# Pensacola Beach



## clivingston388 (Jun 25, 2016)

Went out with a couple friends today and had a blast!
We were using a drone to "cast" the bait 150 or so yards off the beach.
Ended up catching three black drums (36", 33", 32.5")

We caught all of them on fresh peeled shrimp.


Video of drone dropping off the bait.
https://youtu.be/K1qV9C3dQSc


----------



## aquatic argobull (Mar 2, 2009)

Awesome! How did you get the drone to release the bait?


----------



## clivingston388 (Jun 25, 2016)

Just used a simple down rigger clip, so when I wanted the drone to drop the bait i just had to stop the line from spooling out and fly the drone a little farther out.

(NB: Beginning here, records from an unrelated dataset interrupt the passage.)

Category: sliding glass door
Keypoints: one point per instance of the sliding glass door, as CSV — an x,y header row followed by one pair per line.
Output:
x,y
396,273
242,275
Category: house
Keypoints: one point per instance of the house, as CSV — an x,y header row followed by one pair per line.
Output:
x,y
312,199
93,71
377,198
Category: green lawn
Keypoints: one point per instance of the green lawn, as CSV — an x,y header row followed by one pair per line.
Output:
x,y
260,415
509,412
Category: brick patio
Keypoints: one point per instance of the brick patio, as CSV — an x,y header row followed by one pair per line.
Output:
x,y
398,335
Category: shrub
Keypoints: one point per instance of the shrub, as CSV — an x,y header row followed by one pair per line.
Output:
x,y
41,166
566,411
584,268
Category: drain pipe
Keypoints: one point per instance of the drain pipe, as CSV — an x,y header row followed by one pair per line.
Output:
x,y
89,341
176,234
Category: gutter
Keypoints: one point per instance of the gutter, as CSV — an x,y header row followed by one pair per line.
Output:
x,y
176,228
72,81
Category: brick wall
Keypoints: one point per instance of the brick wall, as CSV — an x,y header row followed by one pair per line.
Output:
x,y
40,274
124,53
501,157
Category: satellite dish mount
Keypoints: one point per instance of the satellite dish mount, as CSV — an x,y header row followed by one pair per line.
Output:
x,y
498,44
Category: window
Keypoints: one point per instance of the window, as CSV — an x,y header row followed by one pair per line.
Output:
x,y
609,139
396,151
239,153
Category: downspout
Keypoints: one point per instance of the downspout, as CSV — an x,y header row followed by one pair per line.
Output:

I got the idea from this video


----------



## GROUPERKING (Sep 28, 2011)

Some nice string stretchers !


----------



## SouthernBell (Jan 5, 2018)

Fantastic! I have to put my boys onto this method...great job!


----------



## BananaTom (Feb 16, 2008)

Embedded Video:


----------



## BananaTom (Feb 16, 2008)

This reminds of a heated thread years ago:

How Far Can You Cast??

With many stating 100's of yards.
Like two football fields.
I think it was a Pier Rat Thread, and casting at passing Cobia Hunters was the subject.

PS: Nice catch OP!!


----------



## softbutchharley (Jan 19, 2016)

way cool...maybe try it cobia season with a cam to spot the cobia then drop on 'em ? very cool video..


----------



## Joraca (Dec 29, 2007)

BananaTom said:


> This reminds of a heated thread years ago:
> 
> How Far Can You Cast??
> 
> ...


Once the line breaks, getting 200 yards with a 5 oz weight is a piece of cake!

Great catch, btw.


----------